I’ve never worked with XML for more than a few seconds until recently.

A new project came up and I have to convert some data in one format into XML. The destination of the data provides an XML schema which is nice. People are very vocal in their hatred towards XML and I have certainly had my share of frustrations so far but I think there are some good ideas in there.

Sequence

The sequence tag in XSD came as quite a shock to me. Comparing the following illustrates my surprise:

{
    "person": {
        "name": {
            "first": "Andrew",
            "last": "Consroe"
        }
    }
}

vs

<person>
    <name>
        <first>Andrew</first>
        <last>Consroe</last>
    </name>
</person>

If the schema for person uses sequence as opposed to all, then the order of first and last matters! Crazy talk.

To get the same semantics in JSON, you could do the following:

{
    "person": {
        "name": [
            {"first": "Andrew"},
            {"last": "Consroe"}
        ]
    }
}

But the former enforces the nice property that there are no duplicate keys.

However, being able to specify a sequence on unique keys could be useful when specifying a wire protocol for instance. But it does complicate the common case where you don’t care what order things arrive in.

Namespaces

Namespaces are a great idea (though being tied to domains seems a bit iffy to me; domains are not forever) and I wish more data models could accomodate this concept. We commonly use the same words for different things and different words for the same things. Namespaces gives us a way to specify which name we mean.

While namespaces gives us a way to reduce ambiguity, it doesn’t really help communication between entities unless we can be sure that the email-address item in my namespace is the same as yours. This is something I would really like to get “solved” in the coming years. It lies at the heart of API versioning, compatibility, and ease of integration for both distributed systems using network API’s as well as shared libraries that get linked into your program. This pushes me to believe that it needs to be incorporated at the heart of a programming language to reap its full potential. Something like protobuf as your core data primitives.

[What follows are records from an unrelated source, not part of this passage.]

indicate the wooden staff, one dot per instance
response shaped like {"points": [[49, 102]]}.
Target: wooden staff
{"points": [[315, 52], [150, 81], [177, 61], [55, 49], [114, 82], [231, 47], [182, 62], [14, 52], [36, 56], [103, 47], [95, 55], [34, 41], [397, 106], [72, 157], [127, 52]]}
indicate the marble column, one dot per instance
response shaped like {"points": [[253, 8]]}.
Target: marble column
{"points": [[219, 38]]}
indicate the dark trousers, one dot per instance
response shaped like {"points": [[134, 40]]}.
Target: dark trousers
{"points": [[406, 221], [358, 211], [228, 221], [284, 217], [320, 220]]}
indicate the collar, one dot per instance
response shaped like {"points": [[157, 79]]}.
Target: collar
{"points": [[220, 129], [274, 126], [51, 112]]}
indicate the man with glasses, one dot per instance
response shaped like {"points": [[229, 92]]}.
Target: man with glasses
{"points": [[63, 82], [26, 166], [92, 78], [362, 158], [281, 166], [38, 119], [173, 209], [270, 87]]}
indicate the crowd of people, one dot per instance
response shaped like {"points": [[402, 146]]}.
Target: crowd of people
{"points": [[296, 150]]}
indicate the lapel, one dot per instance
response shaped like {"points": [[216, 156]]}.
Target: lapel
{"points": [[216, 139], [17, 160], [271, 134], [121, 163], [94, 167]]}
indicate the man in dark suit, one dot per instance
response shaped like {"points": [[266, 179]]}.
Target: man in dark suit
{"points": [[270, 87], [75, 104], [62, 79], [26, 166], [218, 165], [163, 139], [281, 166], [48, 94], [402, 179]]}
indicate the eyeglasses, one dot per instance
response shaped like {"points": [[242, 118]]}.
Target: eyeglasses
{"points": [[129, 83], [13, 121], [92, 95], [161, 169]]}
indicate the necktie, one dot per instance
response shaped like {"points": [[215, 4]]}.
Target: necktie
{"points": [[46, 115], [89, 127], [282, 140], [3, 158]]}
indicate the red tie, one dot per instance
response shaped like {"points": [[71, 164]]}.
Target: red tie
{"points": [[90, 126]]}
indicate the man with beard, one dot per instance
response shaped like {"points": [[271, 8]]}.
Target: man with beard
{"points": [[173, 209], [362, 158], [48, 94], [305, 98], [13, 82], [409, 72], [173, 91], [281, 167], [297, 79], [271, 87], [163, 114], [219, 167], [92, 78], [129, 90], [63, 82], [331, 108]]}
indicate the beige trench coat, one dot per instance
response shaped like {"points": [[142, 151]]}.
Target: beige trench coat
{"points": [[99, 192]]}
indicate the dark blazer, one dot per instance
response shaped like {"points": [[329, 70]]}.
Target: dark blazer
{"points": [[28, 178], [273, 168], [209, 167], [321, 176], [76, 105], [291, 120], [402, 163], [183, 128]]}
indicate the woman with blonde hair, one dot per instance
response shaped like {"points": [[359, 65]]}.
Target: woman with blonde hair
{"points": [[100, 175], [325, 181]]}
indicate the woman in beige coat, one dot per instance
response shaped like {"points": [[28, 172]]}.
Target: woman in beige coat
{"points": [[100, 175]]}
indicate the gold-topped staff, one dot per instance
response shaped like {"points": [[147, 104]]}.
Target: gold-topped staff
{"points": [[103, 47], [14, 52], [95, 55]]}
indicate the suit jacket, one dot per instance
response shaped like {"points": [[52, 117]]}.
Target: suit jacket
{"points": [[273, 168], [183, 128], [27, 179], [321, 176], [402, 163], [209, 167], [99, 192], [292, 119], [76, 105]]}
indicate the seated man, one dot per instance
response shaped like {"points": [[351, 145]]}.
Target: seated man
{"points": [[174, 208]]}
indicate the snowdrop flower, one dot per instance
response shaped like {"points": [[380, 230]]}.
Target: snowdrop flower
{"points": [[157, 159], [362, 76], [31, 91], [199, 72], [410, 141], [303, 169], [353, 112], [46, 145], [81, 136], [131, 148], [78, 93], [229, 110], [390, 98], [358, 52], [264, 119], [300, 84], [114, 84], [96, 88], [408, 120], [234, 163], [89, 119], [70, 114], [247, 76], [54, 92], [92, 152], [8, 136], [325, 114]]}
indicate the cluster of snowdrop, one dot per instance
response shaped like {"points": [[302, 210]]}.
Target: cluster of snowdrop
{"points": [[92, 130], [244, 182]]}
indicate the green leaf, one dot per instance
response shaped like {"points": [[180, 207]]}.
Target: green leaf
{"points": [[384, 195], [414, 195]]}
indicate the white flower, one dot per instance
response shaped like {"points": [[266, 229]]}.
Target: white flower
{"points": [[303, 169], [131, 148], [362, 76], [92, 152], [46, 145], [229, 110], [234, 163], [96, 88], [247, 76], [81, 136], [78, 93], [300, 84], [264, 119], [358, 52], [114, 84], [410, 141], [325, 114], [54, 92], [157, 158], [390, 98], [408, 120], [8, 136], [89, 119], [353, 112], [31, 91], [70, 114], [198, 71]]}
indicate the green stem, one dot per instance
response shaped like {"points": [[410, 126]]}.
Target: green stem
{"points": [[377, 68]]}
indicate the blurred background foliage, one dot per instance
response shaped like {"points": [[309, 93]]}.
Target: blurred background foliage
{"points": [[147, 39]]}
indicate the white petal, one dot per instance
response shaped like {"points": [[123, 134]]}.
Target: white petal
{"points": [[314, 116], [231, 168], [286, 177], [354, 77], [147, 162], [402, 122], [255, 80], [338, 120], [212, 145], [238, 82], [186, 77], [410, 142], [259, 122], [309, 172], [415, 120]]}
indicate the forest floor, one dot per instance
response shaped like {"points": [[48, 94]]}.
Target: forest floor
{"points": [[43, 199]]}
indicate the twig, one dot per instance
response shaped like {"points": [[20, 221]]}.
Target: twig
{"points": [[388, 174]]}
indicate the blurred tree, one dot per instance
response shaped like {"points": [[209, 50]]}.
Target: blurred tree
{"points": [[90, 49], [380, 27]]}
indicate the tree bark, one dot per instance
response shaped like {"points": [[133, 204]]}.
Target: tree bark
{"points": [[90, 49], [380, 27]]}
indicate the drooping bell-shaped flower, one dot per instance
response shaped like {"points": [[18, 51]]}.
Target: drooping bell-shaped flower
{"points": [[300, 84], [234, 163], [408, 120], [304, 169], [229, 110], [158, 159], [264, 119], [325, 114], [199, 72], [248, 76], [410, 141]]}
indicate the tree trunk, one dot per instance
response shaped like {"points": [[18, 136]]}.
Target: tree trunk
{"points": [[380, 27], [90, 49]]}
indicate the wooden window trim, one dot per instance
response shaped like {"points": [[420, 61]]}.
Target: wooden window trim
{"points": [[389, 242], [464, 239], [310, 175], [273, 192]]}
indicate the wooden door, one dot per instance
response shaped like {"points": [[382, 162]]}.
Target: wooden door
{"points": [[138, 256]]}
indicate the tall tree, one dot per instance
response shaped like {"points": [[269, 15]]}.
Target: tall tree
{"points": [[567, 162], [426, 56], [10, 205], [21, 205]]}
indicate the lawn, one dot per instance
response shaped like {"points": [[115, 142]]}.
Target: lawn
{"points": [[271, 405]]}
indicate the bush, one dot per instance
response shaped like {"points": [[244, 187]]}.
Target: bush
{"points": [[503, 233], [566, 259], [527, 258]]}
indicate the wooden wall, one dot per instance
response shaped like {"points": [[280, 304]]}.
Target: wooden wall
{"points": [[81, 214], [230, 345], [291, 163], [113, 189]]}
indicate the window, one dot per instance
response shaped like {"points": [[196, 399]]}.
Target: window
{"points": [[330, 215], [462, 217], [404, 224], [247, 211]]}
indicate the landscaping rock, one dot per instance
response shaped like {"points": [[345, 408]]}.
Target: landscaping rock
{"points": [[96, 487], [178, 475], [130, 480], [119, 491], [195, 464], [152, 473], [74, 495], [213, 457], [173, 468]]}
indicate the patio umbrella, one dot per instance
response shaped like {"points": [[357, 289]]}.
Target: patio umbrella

I think there is a weak connection between newtype and namespaces just instead of reusing the same name for a different thing with a namespace, you use the same type for a different thing but are explicitly stating they are different somehow. The same desire for converting between namespaces exists for newtypes: the person/entity that declares a newtype presumably controls the constructors and conversions, so then automatic conversion should be possible by just following the types.

Running along with newtype, I’m ever curious about making its widespread use common but without pain. I think it has great utility for permitting us the ability to assert two things are different without having a full proof at hand. Structurally, any pair of strings may be equivalent, but only some of those are valid email addresses (name x domain) (and same for a bare string). Or perhaps its easier to see in functions: add and subtract both have type int -> int -> int but we humans have some notion of why those are distinct. I think this concept could even be carried so far as to give a newtype for commonly used variable names, like “needle” and “haystack”. Upgrading common names into a shared standard should give us greater ability to automatically, for example, suggest the next function you probably want to use.

I guess I’m saying that types are too coarse as they are now. We need to be able to refine them and we need to be able to do so without writing out a full proof (a la dependent typing) of how they are different. We need to collect a global and shared database of these types and we need to collect functions which convert between these types.


That’s all I got for now; mostly inchorent but maybe something useful in there.